In a war of the scale and horror of this particular war, these figures may not seem all that remarkable. However, this do not mean that the results are any less devastating for the men involved or for their parents, wives and children. The devastating significance for our story is that the one other rank killed had a name: Wilfred Kibble. The official report of Wilfred’s death states that he was killed instantly. Whilst letters written to Wilfred’s mother in the weeks after the event aren’t unanimous on this point, they do agree that he didn’t suffer for long.
As I look into Wilfred’s young eyes staring out at me from his In Memoriam card above, I think of those verses from Laurence Binyon’s poem “For the Fallen”:
They shall grow not old, as we that are left grow old:
Age shall not weary them, nor the years condemn.
At the going down of the sun and in the morning
We will remember them.
Until I looked it up this morning, I hadn’t realised that these words (published in The Times on the 21st of September 1914) were written so early in the war. They shall grow not old. Contrary to the current cult of youth, young adults are not a finished product, destined only to be wearied by age, decline in wisdom, be marginalised by society and become bitter like a cheap table wine. They are people who have reached the starting line of life, who have the opportunity to mature as they age like a fine wine by growing in wisdom, developing in understanding and then offering back what they have learned to society. That is what being human is about. Wilfred, and millions more like him from this war and so many other wars, have been robbed of this opportunity. Not by a shell fired by a German soldier, but by our collective unwillingness to listen to the past and learn how to live in peace with one another.

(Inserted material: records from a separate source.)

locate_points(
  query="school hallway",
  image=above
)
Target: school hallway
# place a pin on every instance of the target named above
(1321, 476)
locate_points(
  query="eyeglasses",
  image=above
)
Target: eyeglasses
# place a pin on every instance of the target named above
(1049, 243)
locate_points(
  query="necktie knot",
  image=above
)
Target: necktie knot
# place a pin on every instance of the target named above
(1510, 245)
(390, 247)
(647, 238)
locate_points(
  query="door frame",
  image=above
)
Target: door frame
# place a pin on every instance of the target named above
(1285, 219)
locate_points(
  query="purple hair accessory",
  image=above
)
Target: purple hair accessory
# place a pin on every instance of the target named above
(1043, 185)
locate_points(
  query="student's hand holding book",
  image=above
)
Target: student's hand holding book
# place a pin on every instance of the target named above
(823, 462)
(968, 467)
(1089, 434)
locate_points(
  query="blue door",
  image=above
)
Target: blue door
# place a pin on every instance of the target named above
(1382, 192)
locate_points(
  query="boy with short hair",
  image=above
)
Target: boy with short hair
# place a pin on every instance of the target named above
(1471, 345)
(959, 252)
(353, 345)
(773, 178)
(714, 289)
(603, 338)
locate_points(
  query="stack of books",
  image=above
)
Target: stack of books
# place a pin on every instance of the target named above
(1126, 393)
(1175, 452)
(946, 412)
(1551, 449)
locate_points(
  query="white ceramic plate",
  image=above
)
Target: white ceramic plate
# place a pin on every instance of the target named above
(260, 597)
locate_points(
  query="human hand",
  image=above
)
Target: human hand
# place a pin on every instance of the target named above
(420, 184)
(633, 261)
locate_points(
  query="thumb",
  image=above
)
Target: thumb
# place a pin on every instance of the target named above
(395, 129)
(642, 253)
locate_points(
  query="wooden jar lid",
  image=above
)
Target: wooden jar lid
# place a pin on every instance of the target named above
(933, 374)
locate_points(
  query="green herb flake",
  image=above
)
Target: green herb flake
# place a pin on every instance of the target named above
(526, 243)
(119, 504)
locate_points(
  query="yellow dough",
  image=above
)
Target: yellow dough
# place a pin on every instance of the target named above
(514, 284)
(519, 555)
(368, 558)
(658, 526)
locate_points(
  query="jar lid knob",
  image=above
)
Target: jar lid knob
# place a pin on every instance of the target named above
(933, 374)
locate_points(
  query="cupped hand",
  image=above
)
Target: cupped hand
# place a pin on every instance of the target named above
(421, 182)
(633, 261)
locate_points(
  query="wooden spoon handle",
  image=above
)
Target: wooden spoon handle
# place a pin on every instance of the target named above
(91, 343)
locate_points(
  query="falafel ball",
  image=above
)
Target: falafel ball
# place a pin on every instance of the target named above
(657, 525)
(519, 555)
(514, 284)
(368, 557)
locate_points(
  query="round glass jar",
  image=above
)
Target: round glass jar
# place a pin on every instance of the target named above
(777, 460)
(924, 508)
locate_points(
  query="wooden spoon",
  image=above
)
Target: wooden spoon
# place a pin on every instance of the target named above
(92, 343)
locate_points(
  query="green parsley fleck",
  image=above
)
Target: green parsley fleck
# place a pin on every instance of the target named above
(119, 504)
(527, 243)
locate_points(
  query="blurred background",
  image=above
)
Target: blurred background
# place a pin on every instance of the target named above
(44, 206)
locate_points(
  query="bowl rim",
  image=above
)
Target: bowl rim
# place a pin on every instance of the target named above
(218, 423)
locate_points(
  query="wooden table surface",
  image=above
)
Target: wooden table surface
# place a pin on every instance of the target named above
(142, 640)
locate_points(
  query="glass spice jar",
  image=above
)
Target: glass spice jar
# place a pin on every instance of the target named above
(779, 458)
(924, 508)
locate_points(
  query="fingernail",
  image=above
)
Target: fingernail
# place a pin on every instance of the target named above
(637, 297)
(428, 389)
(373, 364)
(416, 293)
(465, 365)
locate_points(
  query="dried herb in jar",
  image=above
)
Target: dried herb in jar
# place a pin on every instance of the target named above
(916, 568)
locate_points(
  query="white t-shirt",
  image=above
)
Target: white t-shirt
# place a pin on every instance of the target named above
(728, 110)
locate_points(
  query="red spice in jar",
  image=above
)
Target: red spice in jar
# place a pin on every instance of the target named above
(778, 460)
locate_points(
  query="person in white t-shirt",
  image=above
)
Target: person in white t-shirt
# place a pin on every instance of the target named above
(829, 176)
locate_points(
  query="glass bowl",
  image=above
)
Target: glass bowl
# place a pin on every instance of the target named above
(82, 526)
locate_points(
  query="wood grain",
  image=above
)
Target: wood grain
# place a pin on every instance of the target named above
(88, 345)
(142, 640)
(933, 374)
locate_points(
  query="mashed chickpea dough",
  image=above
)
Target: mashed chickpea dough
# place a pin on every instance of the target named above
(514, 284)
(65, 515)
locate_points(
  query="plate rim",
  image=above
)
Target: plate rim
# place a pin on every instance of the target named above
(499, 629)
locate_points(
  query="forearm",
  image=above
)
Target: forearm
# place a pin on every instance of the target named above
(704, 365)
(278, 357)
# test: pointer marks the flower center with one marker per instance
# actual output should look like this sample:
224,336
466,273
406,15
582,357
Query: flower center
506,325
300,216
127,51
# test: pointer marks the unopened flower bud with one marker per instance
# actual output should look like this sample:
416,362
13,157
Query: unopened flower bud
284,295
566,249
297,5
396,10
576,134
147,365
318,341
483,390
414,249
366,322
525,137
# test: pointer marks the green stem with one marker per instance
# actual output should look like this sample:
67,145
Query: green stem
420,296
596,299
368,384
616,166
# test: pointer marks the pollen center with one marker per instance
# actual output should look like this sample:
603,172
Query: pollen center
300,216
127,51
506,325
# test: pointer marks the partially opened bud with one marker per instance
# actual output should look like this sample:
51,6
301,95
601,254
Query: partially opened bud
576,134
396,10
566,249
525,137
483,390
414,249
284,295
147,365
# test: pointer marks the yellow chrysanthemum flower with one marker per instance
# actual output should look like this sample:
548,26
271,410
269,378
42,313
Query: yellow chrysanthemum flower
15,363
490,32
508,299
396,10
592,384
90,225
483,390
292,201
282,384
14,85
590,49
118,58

That’s the real tragedy of war.
We must remember them.
I always find that a map helps and have therefore plotted various places that I mentioned in my last post on a Google My Map. In particular, I have worked out where Fosse 10 was located and have marked its location along with Verdrel, Coupigny, Marqueffles Farm and Maroc. The approximate position of the section of the line that the 19th Battalion held for the two periods in July 1917 is marked as “Lens Sector Trench”.
Further information suggests that the offensive that the 19th Battalion were preparing for while at Fosse 10 at the end of July was an attack on Hill 70, to the north of Lens. This was planned for the end of July as a diversionary tactic to draw German troops away from Ypres. The offensive was delayed due to bad weather and the Battle of Hill 70 eventually began on Wednesday the 15th of August.
August 1917 started with the 19th Battalion still acting as Divisional Reserve stationed at Fosse 10. On Saturday the 4th of August, orders were received to relieve the 31st Battalion in the front line Laurent Sector. I’ve marked the approximate position they took up on the map as “Laurent Sector Trench”. It is north-west of the centre of Lens, whereas the Lens Sector Trench was south-west of the centre. A note on the standard message pad records the battalion’s strength going into the trenches as 28 officers and 811 other ranks. As per their orders, the battalion set off at 9.15pm, aiming to have completed the relief by the early hours of Sunday the 5th.